Disney World? Not on his radar screen. Instead, David is planning our next family trip to Kinderhook, N.Y., the birthplace of Martin Van Buren.Who would've thought it? We grown-ups wax cynical about the men in the Oval Office, picking apart the peccadilloes and predilections of presidents past and present. Not my David. You might as well tell him there is no deity.
I suppose I've been encouraging such benign beliefs with a collection of presidential plates from FDR to Jimmy Carter that hang on our kitchen wall, and by showing off other presidential memorabilia in my possession. But it's striking that at a time when the networks trumpet "The White House Under Siege" or "The Presidency in Crisis," all David wants to do on a day when there's no school is pay homage to presidents.
We do this, on a mild spring day, by driving down to the Lincoln and FDR memorials, stopping at the National Museum of American History exhibit on presidential campaigns, winding up on the downtown block where, in the presidential box at Ford's Theatre, Lincoln was shot and, the next morning in a house across the street, died.
The FDR Memorial is a maze of tablets and tableaux. FDR does not appear until the stone labyrinth reaches the third term. Demands David: "I want to see FDR. Where's Franklin D. Roosevelt. We want to see Franklin. Franklin Delano Roosevelt, we want you."

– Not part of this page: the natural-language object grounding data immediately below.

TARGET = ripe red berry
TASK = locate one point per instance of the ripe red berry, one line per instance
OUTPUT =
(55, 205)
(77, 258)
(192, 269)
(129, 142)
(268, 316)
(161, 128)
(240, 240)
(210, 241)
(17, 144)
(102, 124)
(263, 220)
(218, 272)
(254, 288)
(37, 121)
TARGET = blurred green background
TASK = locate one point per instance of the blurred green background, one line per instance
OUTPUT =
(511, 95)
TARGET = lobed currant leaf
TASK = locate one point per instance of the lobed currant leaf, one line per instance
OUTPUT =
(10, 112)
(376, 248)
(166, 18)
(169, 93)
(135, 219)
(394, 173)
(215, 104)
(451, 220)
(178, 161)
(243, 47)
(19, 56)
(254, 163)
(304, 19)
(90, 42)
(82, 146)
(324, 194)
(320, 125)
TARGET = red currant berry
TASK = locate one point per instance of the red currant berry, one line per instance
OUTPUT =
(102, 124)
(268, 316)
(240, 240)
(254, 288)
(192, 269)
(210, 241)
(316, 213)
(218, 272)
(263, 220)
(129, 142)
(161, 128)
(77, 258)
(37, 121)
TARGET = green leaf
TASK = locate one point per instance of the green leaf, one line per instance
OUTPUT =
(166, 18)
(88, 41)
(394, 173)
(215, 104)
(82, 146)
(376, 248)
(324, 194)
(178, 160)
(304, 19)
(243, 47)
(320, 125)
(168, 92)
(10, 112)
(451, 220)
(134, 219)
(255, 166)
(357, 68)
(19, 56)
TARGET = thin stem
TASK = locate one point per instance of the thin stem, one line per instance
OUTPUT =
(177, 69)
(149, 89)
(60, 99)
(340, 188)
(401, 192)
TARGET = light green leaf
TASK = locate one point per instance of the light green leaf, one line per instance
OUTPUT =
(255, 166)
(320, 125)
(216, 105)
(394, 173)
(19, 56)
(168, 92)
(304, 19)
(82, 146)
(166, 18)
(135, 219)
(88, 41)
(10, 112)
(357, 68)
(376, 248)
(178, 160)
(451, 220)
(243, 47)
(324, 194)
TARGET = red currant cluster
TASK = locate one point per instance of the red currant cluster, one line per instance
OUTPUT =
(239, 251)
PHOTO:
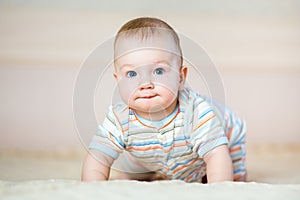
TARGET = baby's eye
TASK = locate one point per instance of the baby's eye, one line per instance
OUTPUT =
(131, 74)
(159, 71)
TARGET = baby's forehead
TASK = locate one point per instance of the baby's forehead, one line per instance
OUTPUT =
(161, 41)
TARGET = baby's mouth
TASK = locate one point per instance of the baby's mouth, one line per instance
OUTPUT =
(147, 97)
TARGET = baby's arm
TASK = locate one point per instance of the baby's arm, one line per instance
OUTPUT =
(218, 165)
(96, 167)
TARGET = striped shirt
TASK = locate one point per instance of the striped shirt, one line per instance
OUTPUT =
(175, 146)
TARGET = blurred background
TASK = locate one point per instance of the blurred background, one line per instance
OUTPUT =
(254, 44)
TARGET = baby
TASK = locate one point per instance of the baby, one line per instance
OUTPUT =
(162, 129)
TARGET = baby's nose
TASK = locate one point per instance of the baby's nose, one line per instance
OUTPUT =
(147, 85)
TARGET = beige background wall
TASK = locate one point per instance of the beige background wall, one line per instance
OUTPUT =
(255, 46)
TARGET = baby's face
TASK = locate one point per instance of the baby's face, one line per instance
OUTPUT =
(149, 80)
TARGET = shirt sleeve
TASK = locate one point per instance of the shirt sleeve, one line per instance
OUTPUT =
(109, 137)
(208, 132)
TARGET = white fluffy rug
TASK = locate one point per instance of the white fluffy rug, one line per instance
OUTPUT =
(63, 189)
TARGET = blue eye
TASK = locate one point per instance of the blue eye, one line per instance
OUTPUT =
(131, 74)
(159, 71)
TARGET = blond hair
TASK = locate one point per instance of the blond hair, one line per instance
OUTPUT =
(146, 27)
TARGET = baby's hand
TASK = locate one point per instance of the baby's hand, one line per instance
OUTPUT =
(218, 165)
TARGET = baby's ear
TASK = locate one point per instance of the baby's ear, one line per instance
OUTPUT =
(183, 75)
(115, 75)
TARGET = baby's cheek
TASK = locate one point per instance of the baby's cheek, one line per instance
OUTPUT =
(126, 91)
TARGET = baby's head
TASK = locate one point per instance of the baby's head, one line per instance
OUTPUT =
(148, 66)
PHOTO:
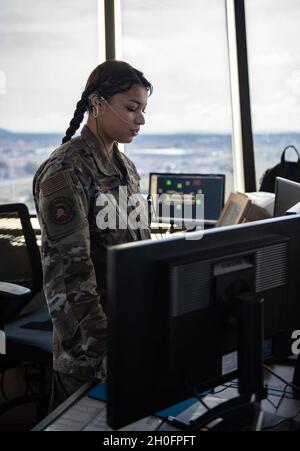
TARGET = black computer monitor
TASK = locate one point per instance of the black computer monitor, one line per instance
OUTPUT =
(287, 194)
(172, 310)
(212, 186)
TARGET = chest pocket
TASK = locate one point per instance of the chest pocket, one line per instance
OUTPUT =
(134, 181)
(109, 184)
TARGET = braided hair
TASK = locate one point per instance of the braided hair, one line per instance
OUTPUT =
(107, 79)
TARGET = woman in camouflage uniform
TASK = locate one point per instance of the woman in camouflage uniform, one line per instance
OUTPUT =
(67, 190)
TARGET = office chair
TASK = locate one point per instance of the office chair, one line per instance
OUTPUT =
(28, 336)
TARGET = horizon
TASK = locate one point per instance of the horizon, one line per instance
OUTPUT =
(54, 133)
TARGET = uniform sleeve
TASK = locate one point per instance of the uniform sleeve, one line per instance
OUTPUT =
(69, 277)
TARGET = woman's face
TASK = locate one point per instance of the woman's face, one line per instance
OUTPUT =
(123, 116)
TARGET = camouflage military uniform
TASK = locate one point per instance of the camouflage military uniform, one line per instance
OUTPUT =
(66, 189)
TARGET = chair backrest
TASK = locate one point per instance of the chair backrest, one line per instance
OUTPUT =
(20, 260)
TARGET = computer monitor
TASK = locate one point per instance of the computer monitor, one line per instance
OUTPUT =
(172, 310)
(287, 194)
(212, 186)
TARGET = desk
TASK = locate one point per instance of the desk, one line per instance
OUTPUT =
(82, 413)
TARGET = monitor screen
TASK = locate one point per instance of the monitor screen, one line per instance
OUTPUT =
(172, 310)
(212, 186)
(287, 194)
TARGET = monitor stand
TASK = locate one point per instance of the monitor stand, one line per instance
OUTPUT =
(296, 378)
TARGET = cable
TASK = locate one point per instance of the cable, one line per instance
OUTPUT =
(155, 217)
(295, 387)
(200, 398)
(2, 387)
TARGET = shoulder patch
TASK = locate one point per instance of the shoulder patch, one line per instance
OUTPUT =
(54, 183)
(61, 210)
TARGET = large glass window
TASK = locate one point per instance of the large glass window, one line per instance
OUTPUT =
(274, 68)
(48, 49)
(182, 49)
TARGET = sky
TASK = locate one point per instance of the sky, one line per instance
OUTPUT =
(48, 48)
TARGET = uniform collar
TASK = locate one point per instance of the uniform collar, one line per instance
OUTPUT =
(99, 152)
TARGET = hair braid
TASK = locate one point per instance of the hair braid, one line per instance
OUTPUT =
(75, 122)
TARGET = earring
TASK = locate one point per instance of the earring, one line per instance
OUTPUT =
(95, 111)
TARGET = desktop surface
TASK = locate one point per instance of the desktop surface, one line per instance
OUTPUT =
(83, 413)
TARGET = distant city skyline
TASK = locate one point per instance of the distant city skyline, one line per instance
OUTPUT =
(48, 50)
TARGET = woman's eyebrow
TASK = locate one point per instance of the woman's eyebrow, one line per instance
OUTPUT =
(136, 101)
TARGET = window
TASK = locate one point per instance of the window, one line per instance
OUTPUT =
(47, 51)
(274, 70)
(182, 50)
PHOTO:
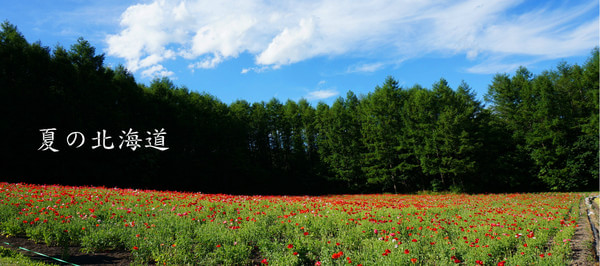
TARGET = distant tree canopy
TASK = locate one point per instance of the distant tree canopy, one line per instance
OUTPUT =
(539, 132)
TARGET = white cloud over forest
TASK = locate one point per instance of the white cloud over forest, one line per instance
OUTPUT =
(279, 33)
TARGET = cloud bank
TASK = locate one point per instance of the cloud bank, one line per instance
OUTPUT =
(279, 33)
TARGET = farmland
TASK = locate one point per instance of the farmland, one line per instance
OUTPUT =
(176, 228)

En route to The Man, David joins a stationary second term bread line, a photo op for dad. Prosperity is right around the corner, and so is Franklin. He is seated, sort of staring into the distance. Families pose. Cameras click. "Daddy, there he is," David says.
Next to FDR sits Fala, his Scotch-terrier pooch. But where is Eleanor? The first lady is next, but not as FDR's social conscience and chief lobbyist for the downtrodden. In the politically correct '90s, Eleanor cannot stand by her man. She must stand alone, statuarily speaking, identified not as a presidential spouse but as the postwar first U.S. delegate to the United Nations.